We bring to the reader’s attention the following limitations to our review and the literature. Only a fraction of the available papers and specifically those in readily accessible peer-reviewed medical and chemical spectroscopy and biomedical optics journals have been cited. Details of the relevant spectroscopic theory and instrumentation have not been included. The interested reader can find them in advanced analytical chemistry textbooks and specialized books on infrared spectroscopy and its applications. A point the reader should bear in mind is that most studies involving FTIR microspectroscopic analysis of bone employ thin tissue sections. Since there are always microvariations in thickness even within the same section, it is unreliable to report absolute amounts as some of the referenced studies have done. The most commonly used way around this limitation is to report ratios rather than absolute amounts, thus rendering these thickness microvariations unimportant.

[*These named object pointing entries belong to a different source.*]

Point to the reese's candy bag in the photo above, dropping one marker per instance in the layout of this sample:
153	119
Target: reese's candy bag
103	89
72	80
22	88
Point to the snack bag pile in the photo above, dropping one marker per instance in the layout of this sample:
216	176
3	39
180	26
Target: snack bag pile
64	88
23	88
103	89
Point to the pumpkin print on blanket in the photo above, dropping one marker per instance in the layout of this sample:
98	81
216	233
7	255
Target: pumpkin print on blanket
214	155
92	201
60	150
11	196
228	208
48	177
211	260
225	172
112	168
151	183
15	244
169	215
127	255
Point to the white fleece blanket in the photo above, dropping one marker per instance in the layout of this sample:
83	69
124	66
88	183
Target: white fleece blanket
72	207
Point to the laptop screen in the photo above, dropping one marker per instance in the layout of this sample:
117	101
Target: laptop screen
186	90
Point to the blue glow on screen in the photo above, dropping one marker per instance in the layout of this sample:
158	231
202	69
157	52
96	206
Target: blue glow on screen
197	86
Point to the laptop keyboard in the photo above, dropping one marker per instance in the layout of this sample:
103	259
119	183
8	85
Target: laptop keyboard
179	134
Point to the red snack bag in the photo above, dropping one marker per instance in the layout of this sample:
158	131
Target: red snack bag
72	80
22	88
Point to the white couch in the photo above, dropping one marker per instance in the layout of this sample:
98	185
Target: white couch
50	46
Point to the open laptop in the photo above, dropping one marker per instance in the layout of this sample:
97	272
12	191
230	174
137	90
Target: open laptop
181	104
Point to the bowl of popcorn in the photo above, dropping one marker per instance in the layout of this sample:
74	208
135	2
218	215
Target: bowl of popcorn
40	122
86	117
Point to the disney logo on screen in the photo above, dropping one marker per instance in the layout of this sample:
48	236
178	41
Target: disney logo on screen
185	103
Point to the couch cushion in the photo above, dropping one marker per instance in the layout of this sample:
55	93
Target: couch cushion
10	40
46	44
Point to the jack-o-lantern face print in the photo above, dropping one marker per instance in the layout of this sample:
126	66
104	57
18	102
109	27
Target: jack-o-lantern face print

Both FTIR microspectroscopic and imaging analyses provide a wealth of otherwise unattainable information, yet we believe neither is well suited as a routine clinical screening tool because a bone biopsy is required. On the other hand, both are powerful research tools, providing unique insights into the pathophysiology of musculoskeletal diseases such as osteoporosis, osteogenesis imperfecta, Paget’s disease, osteomalacia, osteopetrosis, osteosclerosis, and so on [28]. They are particularly useful in the investigation of exceptional clinical cases such as fracturing patients whose “classic” clinical risk indicators such as BMD and biochemical markers are normal [60]. The obtained bone material properties complement ones obtained through histology, histomorphometry, biochemical markers, blood analysis, and BMD measurements, thus offering unique information on the mechanisms that result in healthy and diseased bone. They have also proven useful in evaluating various therapeutic protocols, providing insight into the mechanisms by which the various drugs work and therefore assisting in the design of new and more targeted ones [7, 13, 17, 22, 26, 49, 52, 55, 56, 58, 62, 71].

One of the unique capabilities of FTIR microspectroscopy and imaging is the potential to describe the spatial variation of pyr and DHLNL collagen crosslinks in mineralized thin tissue sections. These are only two of the major collagen crosslinks, and as a result only a partial understanding of the spatial and temporal distribution of collagen properties and their bearing on bone strength has been gained. In the future, spectral and mathematical methods should be developed to derive spectroscopic parameters that describe all of the known collagen crosslinks because they are important both in the mineralization initiation cascade of events and in determining bone strength.

In conclusion, infrared spectroscopic analysis is a powerful tool for establishing the important material properties contributing to bone strength and thus has helped better understand changes in fragile bone.